I analysed 600 of DFID’s Annual Reviews. Here’s what I found.

March 14, 2016March 14, 2016 / aidleap

Summary:

DFID annually reviews the performance of every programme they fund, and publishes this information online.
We read 600 randomly chosen annual reviews, in order to look for patterns in the scores awarded by the reviewers.
We found relatively little variation in the data; 64% of programmes got an average score (A, “meeting expectations”), with less than 4% receiving the lowest or highest scores (2% received C, 2% received A++).
Programmes are scored both during and after implementation. During implementation, programmes are more likely to be scored average (A) grades, and less likely to be scored a high or low grades. Only 2% of annual reviews award a ‘C’, but 8% of post completion reviews do. I suspect annual reviewers favour average grades in order to avoid the potential negative consequences of extreme grades. This represents a missed opportunity to highlight underperformance during implementation, when it is still possible to improve.
There is substantial grade inflation over time. This might be because programmes are getting better at setting expectations that they can meet. This casts doubt on the validity of the annual review process; if the current trend continues, by 2018 95% of programmes will receive an A or higher.
This blog is the second in a series examining DFID’s annual reviews. For the first blog, examining the weird grading system that DFID uses, click here. Future blogs will suggest ways in which grading can be improved.

Full blog:

DFID annually reviews the performance of every programme they fund, in order to challenge underperformance, suggest improvements and learn from both successful and unsuccessful programmes. The results are published online, demonstrating an admirable commitment to transparency and scrutiny, and supplying fantastic data on the effectiveness of DFID’s programmes. To my knowledge, however, annual reviews have not been externally researched. This is for a simple reason; annual reviews are lengthy word documents, with no easy way to download and analyse them. I estimate that there are at least twenty million words of text available online, growing by around five million a year.

Fortunately, I have quite a lot of spare time and some extremely tolerant friends, so we decided to read annual reviews for a randomly selected 600 out of the 4,000 projects available online, and note down the scores given for each annual review and post completion review. With the help of the amazing IATI data, we compiled a spreadsheet listing the vital details of all projects such as spend, sector and country, alongside the grades awarded by DFID for the achievement of outputs and outcomes. This blog presents some of the findings.

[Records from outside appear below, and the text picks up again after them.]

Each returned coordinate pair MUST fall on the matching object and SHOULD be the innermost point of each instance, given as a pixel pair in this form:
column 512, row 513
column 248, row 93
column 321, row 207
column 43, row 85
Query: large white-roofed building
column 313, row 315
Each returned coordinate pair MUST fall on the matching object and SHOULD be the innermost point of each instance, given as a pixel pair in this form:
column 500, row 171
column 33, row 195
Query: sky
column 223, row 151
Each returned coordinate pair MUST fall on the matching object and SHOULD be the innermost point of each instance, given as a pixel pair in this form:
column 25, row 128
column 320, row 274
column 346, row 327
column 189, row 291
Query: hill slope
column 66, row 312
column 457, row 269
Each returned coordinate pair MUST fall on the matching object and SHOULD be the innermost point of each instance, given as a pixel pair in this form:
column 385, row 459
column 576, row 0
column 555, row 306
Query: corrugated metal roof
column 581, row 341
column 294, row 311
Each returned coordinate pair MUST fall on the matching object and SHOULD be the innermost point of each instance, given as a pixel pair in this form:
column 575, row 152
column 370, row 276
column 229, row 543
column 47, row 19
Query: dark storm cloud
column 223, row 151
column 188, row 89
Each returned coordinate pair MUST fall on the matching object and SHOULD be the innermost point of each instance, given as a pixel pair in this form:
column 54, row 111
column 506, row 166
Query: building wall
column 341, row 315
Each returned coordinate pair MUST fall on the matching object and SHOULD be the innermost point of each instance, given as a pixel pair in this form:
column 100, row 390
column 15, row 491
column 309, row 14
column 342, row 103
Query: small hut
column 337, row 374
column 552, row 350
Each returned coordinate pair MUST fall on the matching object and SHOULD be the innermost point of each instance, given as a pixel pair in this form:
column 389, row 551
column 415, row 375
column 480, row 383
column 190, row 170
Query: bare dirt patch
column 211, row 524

What are annual reviews and post completion reviews?

To understand this exercise – and the limitations – you need to understand how DFID’s reviews work. Each DFID programme has a results framework, which sets annual performance milestones against each indicator.[1] In an annual review, the programme is scored according to whether it met the annual output milestones or not. The programme is awarded A++ if it ‘substantially’ exceeded expectations, A+ if it ‘moderately’ exceeded expectations, A if it met expectations, and B or C for not meeting expectations. Receiving a B or a C is a big deal; a programme that gets two Bs in a row or a single C can be put on a performance improvement plan, and might be shut down. Annual reviews happen (as the name suggests) every year. Post completion reviews are conducted at the end of the programme, and award a score, using the same weirdly inflated grading system, for achievement of both outputs and outcomes.

The remainder of the blog presents some of the findings, alongside my attempts to explain them. Please note that I analysed just the grades – leaving the other twenty million letters of the reviews untouched. More in-depth research might be able to validate some of my theories and suggestions, and would be a promising future research project.

There is little variation in the scores awarded for annual reviews

Fully 64% of the annual reviews in my dataset received an A grade, indicating that the project is meeting expectations. Less than 2% received an A++, and less than 2% received a C. (See the table below).

AR Scores	# Projects	% projects[2]
A++	10	2%
A+	104	17%
A	397	64%
B	92	15%
C	15	2%

This makes it harder to conduct analysis into the factors affecting the scores given, and so was a bit of a disappointment for me. It is not, however, an issue for DFID. There is no objective, correct percentage of programmes that should be exceeding or failing to meet expectations. DFID could reasonably argue that, since a ‘C’ is effectively a mark of failure, you wouldn’t want more than 2% of programmes in the portfolio to receive it. Programmes which get a ‘C’ may anyway be shut down, so there’s a natural bias against having many Cs in the portfolio, given the effort that goes into launching a programme in the first place.

Post completion reviews show more variation in grades than annual reviews, and a lot more negative scores

Post completion reviews and annual reviews both rate the programme on the outputs achieved. It turns out that post completion reviews have a lot more variation. They are less likely than annual reviews to give an A, but more likely to give every single other grade. (See figure 1 below).

figure 1.jpg

In particular, post completion reviews are much more likely than annual reviews to award a ‘C’ grade. Overall, 15 annual reviews (2% of the total) award a C grade; of which 13 are in the first year of project implementation. By contrast, 8% of post-completion reviews award a ‘C’ for the outputs achieved.[3] (See figure 2 below).

figure 2.jpg

There are a number of possible reasons for this. One potential reason is that programmes really do worse in their final year of implementation, perhaps because problems become harder to hide, or staff leave for new jobs and it becomes difficult to recruit new ones. This seems unlikely, however, as the annual review data suggests that programmes actually get better at hitting output targets as programme implementation continues. (See next section).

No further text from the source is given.